As an extended adjuvant treatment, neratinib is intended to be taken after initial treatment to reduce odds of the cancer returning. Specifically, it is indicated for patients whose early stage, HER2-positive breast cancer has been treated with a trastuzumab-based therapy regimen, according to an FDA press release.1
A randomized trial of nearly 3000 patients found that 94.2% of those who received neratinib did not experience cancer recurrence or death after 2 years compared with 91.9% of patients taking a placebo. This ability to keep cancer recurrences at bay is especially important for the 15% of patients with breast cancer whose tumors are HER2-positive, FDA officials explained.
“HER2-positive breast cancers are aggressive tumors and can spread to other parts of the body, making adjuvant therapy an important part of the treatment plan,” said Richard Pazdur, MD, director of the FDA’s Oncology Center of Excellence and acting director of the Office of Hematology and Oncology Products in the FDA’s Center for Drug Evaluation and Research, in the press statement. “Now, these patients have an option after initial treatment that may help keep the cancer from coming back.”
The approval was accompanied by warnings of the drug’s potential side effects, most notably diarrhea. More than just an unpleasant symptom, this diarrhea can be severe and cause dehydration. As such, the FDA stated that patients should take loperamide, an antidiarrheal medication sold over the counter as Imodium, for the first 56 days of treatment and as necessary thereafter. Rates of diarrhea experienced in study populations were not specified in the approval announcement, but a prior report by Advera Health found that 90% of neratinib patients in 11 clinical trials experienced diarrhea and 19% experienced serious cases, according to a September 2016 report in FiercePharma.2
At the time, Puma Biotechnology, which manufactures neratinib, sought to downplay these findings. Alan Auerbach, chief executive, pointed out to FiercePharma that rates of diarrhea appeared high because few of the studies used loperamide to prevent it. “When you use the Imodium, the rates come down dramatically and it completely changes the safety and tolerability profile of the drug,” he said.
Puma’s press statement in response to the FDA’s approval of neratinib mentions diarrhea as a potentially severe side effect and provides recommendations to mitigate the risk, including taking loperamide.3 However, the statement mainly focuses on the approval’s implications for women with breast cancer and the improved peace of mind that neratinib could provide after treatment.

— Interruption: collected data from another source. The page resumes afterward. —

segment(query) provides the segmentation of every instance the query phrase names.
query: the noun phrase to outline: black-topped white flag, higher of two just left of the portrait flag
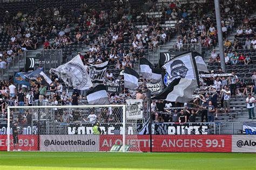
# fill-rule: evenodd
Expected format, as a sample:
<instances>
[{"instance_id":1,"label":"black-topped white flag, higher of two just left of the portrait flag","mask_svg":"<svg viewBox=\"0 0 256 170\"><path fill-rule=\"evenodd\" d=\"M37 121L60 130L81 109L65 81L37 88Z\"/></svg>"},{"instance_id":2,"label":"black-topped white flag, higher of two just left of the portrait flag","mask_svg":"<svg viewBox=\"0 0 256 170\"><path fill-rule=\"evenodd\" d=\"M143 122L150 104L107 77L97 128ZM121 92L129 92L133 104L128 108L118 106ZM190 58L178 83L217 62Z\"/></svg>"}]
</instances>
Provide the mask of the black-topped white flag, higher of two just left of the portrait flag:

“Despite advances in the treatment of early-stage HER2-positive breast cancer, there remains a need for further therapeutic improvements in order to attempt to further reduce the risk of disease recurrence,” said Auerbach in the press release. “We are pleased to be able to bring this new medicine to patients with breast cancer.”

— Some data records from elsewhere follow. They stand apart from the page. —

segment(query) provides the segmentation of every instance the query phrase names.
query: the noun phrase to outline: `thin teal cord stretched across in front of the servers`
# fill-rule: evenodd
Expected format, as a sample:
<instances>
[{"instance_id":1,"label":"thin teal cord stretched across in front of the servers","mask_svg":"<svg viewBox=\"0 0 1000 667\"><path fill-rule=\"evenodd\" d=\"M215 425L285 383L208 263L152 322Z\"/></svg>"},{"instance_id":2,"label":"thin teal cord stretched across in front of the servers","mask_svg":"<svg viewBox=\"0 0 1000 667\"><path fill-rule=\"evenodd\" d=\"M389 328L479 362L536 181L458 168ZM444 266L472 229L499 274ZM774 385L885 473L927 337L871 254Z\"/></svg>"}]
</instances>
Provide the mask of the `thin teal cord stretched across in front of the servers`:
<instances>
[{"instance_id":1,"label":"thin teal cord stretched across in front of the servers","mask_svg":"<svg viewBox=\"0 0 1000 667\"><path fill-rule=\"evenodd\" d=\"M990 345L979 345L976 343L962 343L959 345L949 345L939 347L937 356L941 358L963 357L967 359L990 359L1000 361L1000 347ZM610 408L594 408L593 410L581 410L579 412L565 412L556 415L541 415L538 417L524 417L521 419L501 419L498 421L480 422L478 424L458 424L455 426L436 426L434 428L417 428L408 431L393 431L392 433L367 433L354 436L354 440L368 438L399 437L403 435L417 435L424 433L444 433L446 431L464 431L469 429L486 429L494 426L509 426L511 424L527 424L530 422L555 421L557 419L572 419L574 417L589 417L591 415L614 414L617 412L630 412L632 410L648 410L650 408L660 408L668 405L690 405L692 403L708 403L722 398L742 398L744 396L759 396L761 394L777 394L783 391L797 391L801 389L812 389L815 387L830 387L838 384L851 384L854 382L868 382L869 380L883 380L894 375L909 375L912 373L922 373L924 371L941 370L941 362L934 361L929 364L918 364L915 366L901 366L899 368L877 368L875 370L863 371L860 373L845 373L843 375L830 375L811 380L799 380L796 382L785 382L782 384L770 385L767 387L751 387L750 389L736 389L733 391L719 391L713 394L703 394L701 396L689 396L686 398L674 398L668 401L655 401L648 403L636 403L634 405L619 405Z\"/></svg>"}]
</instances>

Neratinib, which is a tyrosine kinase inhibitor that blocks enzymes that promote cell growth, is currently being reviewed by the European Medicines Agency for sale in Europe. Neither Puma nor the FDA specified a date for when neratinib would enter the US market.

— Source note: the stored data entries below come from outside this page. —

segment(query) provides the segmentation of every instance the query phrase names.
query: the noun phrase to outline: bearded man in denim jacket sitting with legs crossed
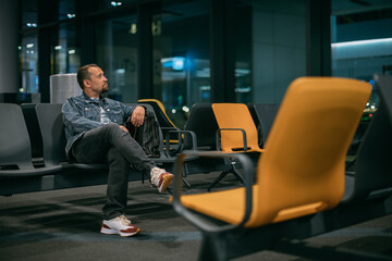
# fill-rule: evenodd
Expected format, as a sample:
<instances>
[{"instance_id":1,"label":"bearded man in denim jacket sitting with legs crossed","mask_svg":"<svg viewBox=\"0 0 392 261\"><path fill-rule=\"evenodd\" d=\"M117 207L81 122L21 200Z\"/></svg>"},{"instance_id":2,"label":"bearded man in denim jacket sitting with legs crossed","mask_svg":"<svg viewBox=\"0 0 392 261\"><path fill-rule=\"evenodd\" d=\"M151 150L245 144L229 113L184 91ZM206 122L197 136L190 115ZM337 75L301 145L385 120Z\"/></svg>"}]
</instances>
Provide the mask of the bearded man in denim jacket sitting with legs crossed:
<instances>
[{"instance_id":1,"label":"bearded man in denim jacket sitting with legs crossed","mask_svg":"<svg viewBox=\"0 0 392 261\"><path fill-rule=\"evenodd\" d=\"M133 108L102 98L101 94L109 90L108 79L96 64L82 66L77 71L77 83L83 94L69 98L62 107L66 154L79 163L109 164L107 202L102 208L100 232L134 236L140 228L131 225L124 215L131 166L149 173L159 192L171 184L173 175L157 167L122 125L131 116L131 122L140 126L144 122L144 107Z\"/></svg>"}]
</instances>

1. FDA approves new treatment to reduce the risk of breast cancer returning [press release]. Silver Spring, MD: FDA; July 17, 2017. fda.gov/NewsEvents/Newsroom/PressAnnouncements/ucm567309.htm.
2. Sagonowsky E. Cancer hopeful neratinib plagued by diarrhea, analysis shows, but Puma cites a solution. FiercePharma website. fiercepharma.com/pharma/puma-s-neratinib-comes-safety-risks-advera-report-says. Published September 27, 2016. Accessed July 17, 2017.
3. US Food and Drug Administration approves Puma’s NERLYNX (neratinib) for extended adjuvant treatment of HER2-positive early stage breast cancer [press release]. Los Angeles, CA: Puma Biotechnology; July 17, 2017. pumabiotechnology.com/pr20170717.html. Accessed July 17, 2017.